Cover photo: Beside the tracks, a coat remains, a silent witness to those who passed through Calais seeking safety. May 2014. ©Maryam Ashrafi
At the start of September 2025, Greece introduced a new law which made irregular stay in or entry into the country a crime, punishable by up to 2 years of imprisonment or a fine between 5,000 and 30,000 euros. A new ministerial decision replaced the term “irregular migrants” by “illegal migrants” in the official state language, a rhetoric many European states and the United States are adopting too. Additionally, each person whose asylum is rejected will have 14 days to leave Greece. Prior to deportation, they will be required to wear an ankle tag. The law provides no possibility to suspend the punishment, unless the person accepts their “voluntary return.” Under the new rules, asylum seekers whose applications are rejected face two to five years in prison if they stay in Greece.
These new provisions mark the beginning of implementing the New Pact on Migration in the European Union (EU). They will soon be imposed in other countries across the EU, and “externalised” in the Balkans, northern Africa, Turkey, Caucasus, and elsewhere.
Anyone who needs shelter, a home, and safety risks being criminalised under the New Pact provisions and forced to become invisible. Once again, Greece is used as a testing ground for the EU’s “migration management,” the process that further fortifies existing border regimes.
Only ten years ago, the Greek islands and southern Italy were in the global media spotlight due to a visible increase in people arriving by boat to their shores, after strict border regimes had forced them to take irregular routes. Most were from Syria, alongside others from Afghanistan, Iraq, South Sudan, and beyond. Back then, first local people and then solidarians from around the world flocked to Greece and Italy to try to assist in any possible way those who were coming.
When the number of new arrivals exceeded one million, EU leaders faked a welcome under the slogan “We can manage this.” In practice, it meant that for a while, the EU and countries in between (the Balkans) softened their borders and allowed some people to enter and apply for asylum. It gave hope to many people, but only for a short period, which was followed by the introduction of more stringent policies, controls, surveillance, securitisation, criminalisation, and the externalisation of these policies outside the EU. In this new reality, border violence and criminalisation of migration became normalised, alongside the camps where people are concentrated and their movements controlled and restricted. At the same time, increased securitisation and mass surveillance became a reality for all. Migration management and the externalisation of border regimes entered the vocabulary in different parts of the world. Both are followed by deportations of unwanted people back to their home countries, or third countries, somewhere along the way.

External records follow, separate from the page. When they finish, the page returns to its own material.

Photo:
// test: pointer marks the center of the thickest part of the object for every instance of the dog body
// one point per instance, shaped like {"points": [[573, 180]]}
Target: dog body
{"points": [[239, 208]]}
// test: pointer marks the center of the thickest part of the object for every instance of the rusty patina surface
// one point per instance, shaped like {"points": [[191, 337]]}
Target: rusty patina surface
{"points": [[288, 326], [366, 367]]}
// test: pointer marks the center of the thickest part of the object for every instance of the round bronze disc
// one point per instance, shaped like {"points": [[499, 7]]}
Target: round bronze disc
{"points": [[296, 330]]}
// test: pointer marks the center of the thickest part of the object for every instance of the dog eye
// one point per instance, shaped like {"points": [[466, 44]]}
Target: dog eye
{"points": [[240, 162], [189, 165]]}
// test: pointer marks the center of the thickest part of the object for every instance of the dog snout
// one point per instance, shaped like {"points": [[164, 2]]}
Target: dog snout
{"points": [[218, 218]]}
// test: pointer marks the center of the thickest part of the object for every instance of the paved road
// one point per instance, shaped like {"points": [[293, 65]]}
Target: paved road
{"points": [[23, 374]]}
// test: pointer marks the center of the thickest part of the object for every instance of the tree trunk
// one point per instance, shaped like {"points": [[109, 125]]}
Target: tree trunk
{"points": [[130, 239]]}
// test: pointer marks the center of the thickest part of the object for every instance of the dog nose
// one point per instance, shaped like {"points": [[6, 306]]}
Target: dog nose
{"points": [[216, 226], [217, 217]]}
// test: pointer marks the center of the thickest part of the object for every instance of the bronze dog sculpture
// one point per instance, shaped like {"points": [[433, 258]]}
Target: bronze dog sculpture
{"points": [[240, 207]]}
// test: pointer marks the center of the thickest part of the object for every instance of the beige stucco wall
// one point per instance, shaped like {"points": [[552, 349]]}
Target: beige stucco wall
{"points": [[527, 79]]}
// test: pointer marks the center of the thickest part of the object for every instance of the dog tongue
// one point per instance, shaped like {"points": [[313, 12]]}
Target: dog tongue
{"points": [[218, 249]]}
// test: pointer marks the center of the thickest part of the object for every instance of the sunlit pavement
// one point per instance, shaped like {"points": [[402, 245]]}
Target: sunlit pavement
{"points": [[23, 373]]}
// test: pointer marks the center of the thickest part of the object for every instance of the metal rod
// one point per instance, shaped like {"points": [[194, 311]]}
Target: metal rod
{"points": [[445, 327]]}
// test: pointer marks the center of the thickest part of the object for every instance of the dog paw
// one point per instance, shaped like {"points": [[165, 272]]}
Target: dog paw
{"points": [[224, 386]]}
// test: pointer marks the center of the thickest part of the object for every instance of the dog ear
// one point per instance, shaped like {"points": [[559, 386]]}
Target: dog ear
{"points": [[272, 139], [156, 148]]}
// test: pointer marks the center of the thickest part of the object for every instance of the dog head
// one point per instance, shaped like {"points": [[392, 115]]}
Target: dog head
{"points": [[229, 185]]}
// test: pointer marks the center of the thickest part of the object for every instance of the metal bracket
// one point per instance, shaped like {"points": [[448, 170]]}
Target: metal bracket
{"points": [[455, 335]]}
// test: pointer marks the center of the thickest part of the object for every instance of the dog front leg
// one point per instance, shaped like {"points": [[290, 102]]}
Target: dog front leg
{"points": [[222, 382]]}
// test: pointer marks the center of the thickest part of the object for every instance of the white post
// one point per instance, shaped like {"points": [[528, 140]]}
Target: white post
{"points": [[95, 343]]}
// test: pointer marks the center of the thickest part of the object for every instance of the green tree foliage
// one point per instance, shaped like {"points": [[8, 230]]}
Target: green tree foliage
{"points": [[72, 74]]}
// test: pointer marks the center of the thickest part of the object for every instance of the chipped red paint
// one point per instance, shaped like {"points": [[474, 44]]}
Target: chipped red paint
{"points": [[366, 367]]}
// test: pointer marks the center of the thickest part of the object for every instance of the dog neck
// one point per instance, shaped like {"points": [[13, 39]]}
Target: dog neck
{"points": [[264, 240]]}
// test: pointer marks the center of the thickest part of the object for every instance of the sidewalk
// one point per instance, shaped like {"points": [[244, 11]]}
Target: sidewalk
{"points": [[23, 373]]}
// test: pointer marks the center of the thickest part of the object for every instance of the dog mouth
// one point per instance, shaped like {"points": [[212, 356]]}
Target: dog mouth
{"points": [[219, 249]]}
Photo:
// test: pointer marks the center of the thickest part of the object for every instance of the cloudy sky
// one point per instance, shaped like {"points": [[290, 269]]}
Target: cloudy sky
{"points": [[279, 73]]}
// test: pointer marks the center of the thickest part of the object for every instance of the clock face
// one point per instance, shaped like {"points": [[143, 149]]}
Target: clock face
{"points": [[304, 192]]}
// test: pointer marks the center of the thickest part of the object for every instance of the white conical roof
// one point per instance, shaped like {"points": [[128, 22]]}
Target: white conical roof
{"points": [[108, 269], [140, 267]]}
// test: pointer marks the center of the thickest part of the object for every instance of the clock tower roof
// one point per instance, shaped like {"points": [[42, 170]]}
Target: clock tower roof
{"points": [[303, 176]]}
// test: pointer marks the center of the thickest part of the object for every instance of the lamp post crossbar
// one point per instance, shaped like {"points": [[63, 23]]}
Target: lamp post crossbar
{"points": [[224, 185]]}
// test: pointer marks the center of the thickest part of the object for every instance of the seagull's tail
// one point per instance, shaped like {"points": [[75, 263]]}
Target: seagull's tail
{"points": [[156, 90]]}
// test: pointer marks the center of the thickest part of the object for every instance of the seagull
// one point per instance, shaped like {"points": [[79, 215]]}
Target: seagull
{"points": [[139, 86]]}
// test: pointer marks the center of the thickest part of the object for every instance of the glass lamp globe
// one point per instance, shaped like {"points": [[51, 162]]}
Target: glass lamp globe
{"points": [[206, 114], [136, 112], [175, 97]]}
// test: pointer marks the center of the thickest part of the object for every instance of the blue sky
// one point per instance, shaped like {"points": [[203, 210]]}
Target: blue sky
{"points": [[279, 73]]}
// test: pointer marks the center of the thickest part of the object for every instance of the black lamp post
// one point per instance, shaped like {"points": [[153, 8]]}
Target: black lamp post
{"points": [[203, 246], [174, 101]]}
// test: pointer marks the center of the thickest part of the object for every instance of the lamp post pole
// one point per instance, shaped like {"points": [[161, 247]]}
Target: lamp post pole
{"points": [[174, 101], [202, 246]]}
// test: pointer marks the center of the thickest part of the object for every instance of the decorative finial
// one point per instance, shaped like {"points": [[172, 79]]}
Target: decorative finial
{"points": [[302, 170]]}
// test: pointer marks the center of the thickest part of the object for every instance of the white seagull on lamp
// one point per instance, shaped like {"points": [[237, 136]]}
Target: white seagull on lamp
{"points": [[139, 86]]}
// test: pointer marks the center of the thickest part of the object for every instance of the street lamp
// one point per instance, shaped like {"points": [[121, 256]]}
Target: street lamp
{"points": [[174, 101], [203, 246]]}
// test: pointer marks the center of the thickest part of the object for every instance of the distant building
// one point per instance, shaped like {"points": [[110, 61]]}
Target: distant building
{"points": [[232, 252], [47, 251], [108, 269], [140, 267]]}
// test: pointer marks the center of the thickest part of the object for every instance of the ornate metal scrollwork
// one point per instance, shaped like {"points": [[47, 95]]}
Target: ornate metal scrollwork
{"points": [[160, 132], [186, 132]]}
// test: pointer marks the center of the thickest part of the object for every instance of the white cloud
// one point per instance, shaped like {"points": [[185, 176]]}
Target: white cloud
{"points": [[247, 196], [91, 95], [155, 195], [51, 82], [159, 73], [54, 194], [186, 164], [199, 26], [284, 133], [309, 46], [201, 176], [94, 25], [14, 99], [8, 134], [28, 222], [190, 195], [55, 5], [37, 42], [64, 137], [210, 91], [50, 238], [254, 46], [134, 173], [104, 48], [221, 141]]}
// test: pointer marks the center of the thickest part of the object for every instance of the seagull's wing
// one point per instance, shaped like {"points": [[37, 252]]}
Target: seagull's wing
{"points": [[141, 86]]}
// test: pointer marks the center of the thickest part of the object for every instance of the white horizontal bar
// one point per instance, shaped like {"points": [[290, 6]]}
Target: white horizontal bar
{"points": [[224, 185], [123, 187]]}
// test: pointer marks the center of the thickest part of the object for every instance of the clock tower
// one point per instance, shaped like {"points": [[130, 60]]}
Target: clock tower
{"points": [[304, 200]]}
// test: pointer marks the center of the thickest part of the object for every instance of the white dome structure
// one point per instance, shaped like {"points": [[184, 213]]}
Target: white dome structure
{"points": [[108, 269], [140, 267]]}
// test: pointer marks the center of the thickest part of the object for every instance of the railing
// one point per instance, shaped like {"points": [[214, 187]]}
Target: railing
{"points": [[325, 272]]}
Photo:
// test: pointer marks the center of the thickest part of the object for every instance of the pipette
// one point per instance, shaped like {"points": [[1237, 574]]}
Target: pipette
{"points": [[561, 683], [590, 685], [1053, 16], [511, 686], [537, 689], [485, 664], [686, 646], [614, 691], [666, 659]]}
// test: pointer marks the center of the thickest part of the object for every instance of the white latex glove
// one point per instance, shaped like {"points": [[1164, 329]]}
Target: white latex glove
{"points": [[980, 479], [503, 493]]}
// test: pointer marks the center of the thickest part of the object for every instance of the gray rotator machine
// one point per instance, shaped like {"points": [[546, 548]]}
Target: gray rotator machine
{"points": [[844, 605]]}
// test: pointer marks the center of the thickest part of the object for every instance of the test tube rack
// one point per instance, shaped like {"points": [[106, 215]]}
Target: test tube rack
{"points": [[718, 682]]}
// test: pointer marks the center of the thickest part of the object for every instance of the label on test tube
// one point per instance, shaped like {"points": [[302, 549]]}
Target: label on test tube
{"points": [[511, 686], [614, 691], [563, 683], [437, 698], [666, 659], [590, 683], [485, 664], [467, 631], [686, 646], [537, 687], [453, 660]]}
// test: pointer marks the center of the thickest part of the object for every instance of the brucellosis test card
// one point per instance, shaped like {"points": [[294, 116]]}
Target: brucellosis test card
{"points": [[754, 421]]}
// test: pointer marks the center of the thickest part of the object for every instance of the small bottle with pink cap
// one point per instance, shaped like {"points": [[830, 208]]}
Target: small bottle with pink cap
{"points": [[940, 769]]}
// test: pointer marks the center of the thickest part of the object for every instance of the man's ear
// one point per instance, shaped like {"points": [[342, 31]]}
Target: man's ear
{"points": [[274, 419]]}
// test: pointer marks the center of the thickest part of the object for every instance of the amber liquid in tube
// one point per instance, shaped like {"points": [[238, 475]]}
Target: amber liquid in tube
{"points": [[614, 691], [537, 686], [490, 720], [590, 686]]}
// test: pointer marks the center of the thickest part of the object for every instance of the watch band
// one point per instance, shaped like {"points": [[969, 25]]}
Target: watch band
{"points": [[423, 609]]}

Pushbacks at EU borders are no longer news. Europe’s border fences have grown from 315 km in 2014 to over 2,000 km today, with Poland and the Baltic countries now mining their border areas. Over the last months, hundreds of people were violently pushed back from Croatia toward Bosnia, including families with children. In at least one case, people died due to a severe beating. At this border, everyone who was pushed back is pushed straight into minefields, leftovers of the war in the 90s in this part of the world.
To migrate, to move, to change places has become a privilege. Freedom of movement, one of the fundamental human rights, no longer exists. The evidence for this claim comes from all over the world. In Britain, this reality has a name: the “hostile environment”—a term coined by Theresa May in 2012 and pursued with ruthless consistency ever since. But the suspicion of the other, the bureaucratic cruelty, the denial of dignity to those who move—none of this is new. It is rooted in colonial ideology, the same ideology Britain violently exported across the globe for centuries. The empire that drew borders through other people’s lands, that extracted wealth and displaced millions, now slams its doors shut and calls those seeking entry a threat. As Ambalavaner Sivanandan put it with simple elegance: we are here because you were there.
And yet, despite it all, people still move. They cross deserts and seas, endure detention and deportation, navigate hostile bureaucracies and hostile streets—and still they build new lives, forge new communities, make new homes. The walls grow higher, the laws grow harsher, but the human impulse to seek safety, dignity, and belonging cannot be legislated away.
In the next four weeks, we will publish stories from different countries that illustrate this “brave new world.” In this world, human rights are denied or completely annulled. Laws are turned into tools of oppression. Justice is a word without meaning. Fear is the tool in the hands of those with power.
From Gaza to Greece, the consequences of Europe’s border regimes unfold with brutal consistency. Entire neighbourhoods are reduced to rubble, while islands are transformed into spaces of surveillance and control. Across frontlines and coastlines, people are pushed into the margins, forced to navigate a world in which movement is criminalised, and survival itself becomes an act of defiance. Yet within this landscape of fear and exclusion, another reality persists: the quiet endurance of those who continue to rebuild, remember, and resist. Their stories show that, despite exile’s erasures, people continue to speak, remember, and refuse to disappear, and it is on us to listen.